I'm not in Tampa. But I was to have been. Until Isaac organized itself into a hurricane, I was to have been on a panel at a forum called "Conservative Thought and Sustainability". This falls squarely into the rapidly growing set of "things I do in my job that I never could have imagined". It also falls easily into the set of the most important things I can do in my job.
Because we can not afford to have sustainability become a partisan issue. We can't let it be stigmatized as a "leftie" or "liberal" concern. I know from personal experience that that is a very real risk:
- The director of a Massachusetts consortium on clean energy, upon meeting me a few years back, exclaimed, "I never would have thought a company whose founder served the Bush administration would care about the environment!"
- An industry analyst to whom I'd just presented our sustainability strategy said, "We're all wondering how this liberal woman ended up in this conservative company." (OK, it's true I’m pretty liberal, but there should have been no reason for him to have deduced that from our strategy.)
It's ironic, though, when you consider that the growing integration of sustainability into private industry is largely voluntary action on the part of corporations - mostly large, mostly public corporations. You know, those heartless villains so often demonized by "the left" as the evil overlords of "right wing" politics? And yet:
- Last year, 404 companies from the Global 500 voluntarily reported their carbon emissions to the Carbon Disclosure Project.
- 367 companies chose to publish GRI reports in the US last year, with no regulatory requirement on the horizon.
- Companies are jockeying for positions on the free market Dow Jones Sustainability Index, Newsweek 500, and other entirely voluntary ratings and indices.
- Organizations like The Green Grid, EICC, and others are formed by companies choosing to collaborate to drive sustainability throughout the value chain of individual industries.
- Take it from me and my co-workers: while EMC is deeply committed to sustainability, we are not really a seething hotbed of left-wing tree-hugging do-gooders.
- The Dow Jones Sustainability index calls a sustainability "a business approach that creates long-term shareholder value by embracing opportunities and managing risks deriving from economic, environment and social developments." In other words, things happens in the world out there and if you want your company to grow, you'd better be figuring out how to get leverage from them and/or mitigate any new risks they create. We also call that "corporate governance", folks!
In preparation for this panel session, I've been talking to a number of "sustainists" who tend to be more conservative than I, and read some papers on Free Market Environmentalism (FME) by Jonathan Adler and others, as well as the book Crunchy Cons by Rod Dreher. Because I'm not going to get on a panel session and espouse anything I don't believe, I'm not trying to get into their heads so much as look for common ground.

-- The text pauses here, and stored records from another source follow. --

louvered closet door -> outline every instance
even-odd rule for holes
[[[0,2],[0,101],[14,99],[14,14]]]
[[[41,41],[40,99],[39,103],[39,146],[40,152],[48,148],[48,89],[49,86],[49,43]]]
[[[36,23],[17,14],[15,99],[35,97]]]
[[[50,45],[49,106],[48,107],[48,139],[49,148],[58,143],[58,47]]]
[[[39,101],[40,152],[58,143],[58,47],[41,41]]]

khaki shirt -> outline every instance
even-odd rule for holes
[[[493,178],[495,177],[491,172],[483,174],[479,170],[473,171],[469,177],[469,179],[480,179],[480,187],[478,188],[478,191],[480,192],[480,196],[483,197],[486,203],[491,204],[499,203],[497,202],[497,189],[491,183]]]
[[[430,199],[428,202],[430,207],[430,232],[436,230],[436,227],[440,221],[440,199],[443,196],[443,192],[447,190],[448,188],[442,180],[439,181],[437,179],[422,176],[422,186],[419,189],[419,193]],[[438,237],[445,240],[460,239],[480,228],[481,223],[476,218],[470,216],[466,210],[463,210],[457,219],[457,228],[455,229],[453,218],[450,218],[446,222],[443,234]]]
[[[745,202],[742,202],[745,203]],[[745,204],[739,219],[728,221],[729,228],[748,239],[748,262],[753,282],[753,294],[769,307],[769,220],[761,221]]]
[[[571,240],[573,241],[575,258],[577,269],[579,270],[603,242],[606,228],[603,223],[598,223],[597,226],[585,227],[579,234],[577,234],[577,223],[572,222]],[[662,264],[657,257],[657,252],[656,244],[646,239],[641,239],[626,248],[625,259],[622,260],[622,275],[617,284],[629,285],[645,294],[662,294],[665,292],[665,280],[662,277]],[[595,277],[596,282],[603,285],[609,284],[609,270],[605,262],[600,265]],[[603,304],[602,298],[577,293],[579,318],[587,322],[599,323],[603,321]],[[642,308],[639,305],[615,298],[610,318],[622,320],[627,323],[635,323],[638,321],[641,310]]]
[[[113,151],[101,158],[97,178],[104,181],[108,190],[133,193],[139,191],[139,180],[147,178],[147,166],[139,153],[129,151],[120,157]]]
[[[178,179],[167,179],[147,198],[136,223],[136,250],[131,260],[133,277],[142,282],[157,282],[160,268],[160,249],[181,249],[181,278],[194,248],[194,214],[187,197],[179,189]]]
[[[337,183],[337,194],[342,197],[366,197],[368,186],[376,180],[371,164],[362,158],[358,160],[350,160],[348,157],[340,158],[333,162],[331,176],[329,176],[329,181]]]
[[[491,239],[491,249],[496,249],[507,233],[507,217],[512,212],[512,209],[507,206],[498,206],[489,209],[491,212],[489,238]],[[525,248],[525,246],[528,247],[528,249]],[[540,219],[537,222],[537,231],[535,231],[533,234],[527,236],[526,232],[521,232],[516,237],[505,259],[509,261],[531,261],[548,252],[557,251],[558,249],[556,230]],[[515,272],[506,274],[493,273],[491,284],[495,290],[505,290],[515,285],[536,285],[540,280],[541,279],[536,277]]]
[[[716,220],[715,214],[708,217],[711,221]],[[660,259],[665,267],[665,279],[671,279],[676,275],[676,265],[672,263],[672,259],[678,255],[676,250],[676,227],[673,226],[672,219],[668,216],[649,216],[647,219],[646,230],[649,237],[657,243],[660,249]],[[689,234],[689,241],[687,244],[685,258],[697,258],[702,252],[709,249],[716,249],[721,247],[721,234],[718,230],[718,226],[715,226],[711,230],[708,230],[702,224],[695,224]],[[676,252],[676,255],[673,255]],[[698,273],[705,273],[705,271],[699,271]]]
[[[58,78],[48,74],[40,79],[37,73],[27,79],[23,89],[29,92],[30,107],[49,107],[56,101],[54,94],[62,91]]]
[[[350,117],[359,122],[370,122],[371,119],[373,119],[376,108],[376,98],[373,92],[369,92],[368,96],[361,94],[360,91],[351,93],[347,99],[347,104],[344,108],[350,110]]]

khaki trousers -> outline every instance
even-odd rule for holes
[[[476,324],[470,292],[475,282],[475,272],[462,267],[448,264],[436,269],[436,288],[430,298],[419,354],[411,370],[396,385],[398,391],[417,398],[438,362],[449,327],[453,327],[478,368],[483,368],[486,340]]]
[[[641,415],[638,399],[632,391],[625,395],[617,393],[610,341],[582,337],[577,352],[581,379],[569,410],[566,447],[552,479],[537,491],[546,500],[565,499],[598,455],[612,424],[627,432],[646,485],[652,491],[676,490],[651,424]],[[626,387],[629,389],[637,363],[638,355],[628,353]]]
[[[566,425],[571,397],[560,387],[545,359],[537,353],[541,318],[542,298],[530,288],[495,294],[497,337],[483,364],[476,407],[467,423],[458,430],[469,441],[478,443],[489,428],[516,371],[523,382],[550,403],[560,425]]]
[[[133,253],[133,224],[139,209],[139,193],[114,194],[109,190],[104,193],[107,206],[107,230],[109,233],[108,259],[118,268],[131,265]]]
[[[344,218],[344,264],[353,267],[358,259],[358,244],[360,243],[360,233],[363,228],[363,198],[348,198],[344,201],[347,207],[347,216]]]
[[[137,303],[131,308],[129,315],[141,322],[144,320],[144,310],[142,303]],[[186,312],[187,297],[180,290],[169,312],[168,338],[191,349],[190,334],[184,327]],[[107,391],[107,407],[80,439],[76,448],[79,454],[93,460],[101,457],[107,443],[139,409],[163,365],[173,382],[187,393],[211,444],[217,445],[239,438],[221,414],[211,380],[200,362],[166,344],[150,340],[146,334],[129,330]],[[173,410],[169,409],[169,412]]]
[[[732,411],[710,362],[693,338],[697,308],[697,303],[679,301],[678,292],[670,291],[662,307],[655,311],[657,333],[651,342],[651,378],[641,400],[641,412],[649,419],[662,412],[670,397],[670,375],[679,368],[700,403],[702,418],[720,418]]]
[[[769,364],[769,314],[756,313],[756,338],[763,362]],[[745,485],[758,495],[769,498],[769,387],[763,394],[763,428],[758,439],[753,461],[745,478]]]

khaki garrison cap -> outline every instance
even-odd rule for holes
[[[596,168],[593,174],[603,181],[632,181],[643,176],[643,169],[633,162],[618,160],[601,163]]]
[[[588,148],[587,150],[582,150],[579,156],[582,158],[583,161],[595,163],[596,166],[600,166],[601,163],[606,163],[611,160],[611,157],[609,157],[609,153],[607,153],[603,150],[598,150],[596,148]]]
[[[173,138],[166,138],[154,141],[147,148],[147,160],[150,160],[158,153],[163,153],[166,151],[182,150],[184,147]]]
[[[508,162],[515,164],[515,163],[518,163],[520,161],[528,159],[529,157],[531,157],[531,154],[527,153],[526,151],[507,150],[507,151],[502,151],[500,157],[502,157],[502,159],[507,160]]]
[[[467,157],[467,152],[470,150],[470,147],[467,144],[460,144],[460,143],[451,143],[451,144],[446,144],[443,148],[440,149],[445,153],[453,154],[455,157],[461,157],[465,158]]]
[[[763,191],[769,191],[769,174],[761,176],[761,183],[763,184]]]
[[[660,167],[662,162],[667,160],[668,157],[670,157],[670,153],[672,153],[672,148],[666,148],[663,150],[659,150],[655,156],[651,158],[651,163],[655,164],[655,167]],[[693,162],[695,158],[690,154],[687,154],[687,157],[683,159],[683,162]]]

And there is plenty of common ground.
My takeaways - some new, some reinforced:
- Obviously, the aspects of sustainability that improve the bottom line are not points of contention. But people who haven't been involved may not realize just how much financial impact there can be in eliminating profligate consumption of energy and resources, or the power of sustainability in attracting and energizing talent.
- Long term shareholder value isn't particularly contentious either, but there is skepticism to overcome - we need to come to this audience with evidence in hand.
- Free Market Environmentalism does not deny that externalizing costs creates incentive for bad behavior. Rather, it promotes the use of fees imposed by those incurring the costs on those generating them, and expanding private ownership of resources so that these fees are shaped by the free market. Now wait - if you don't agree, don't start arguing (this spoken by the voice in my head.) Recognize that civil discourse should (in theory) be possible on the question of externalities and how to account for them. No, I don't know how this would work in the case of true public goods such as the atmosphere and ocean. But instead of arguing, maybe I could just ask with honest curiosity?
- Everyone points out that "conservatism" and "conservation" come from the same root. And I'm inclined toward the argument that maybe we should start using the latter in lieu of "environmentalism". The really thorny issue at the root of this argument is whether you subscribe to the belief that man holds dominion over the rest of the natural world, or whether there is inherent value in nature that is independent of the human race, or some combination thereof. I'm not going there - and we don't need to. Because either perspective leads to a realization that we must preserve our environment, and it doesn't really matter (nor will we ever resolve) whether it's to serve future generations or for its own sake.
- How about values? Values are not the purview of one political party or another. Oh, yes, we act like they are. And there are some tricky ones, I admit. Again - not going there. But what about values such as commitment to caring for our children? I know that's what's driving many conservatives that I know who hold the long view.
This forum may happen yet, and I look forward to the discussion. I don't know, though, if I'll wade into the political morass of discussing the Fundamental Attribution Error, but it has been much on my mind as I've been steeped in the writings of people with whom I have some pretty fundamental disagreements.
The Fundamental Attribution Error is the tendency to overly attribute other people's behavior to their disposition - their beliefs, values, motives, personalities - rather than to circumstances. And it seems to me that when someone's behavior could be ascribed to more than one possible disposition, we assume the worst. Kris Domich, Data Center Visionary from Dimension Data, captures this beautifully in the phrase "contempt before investigation". How many times have you heard that "Republicans are mean-spirited"? Yet I know some pretty darned generous ones. In his book, Dreher says that he is clearly not a liberal because he objects to "the idea that there's nothing wrong with our country that a new tax or a government program can't fix." Really, folks? Do you really know any self-professed liberal who believes that? Do we really have to vilify people who don't agree with us?
Get over it. There's common ground. Let's find it, and make sustainability about a future and not a party.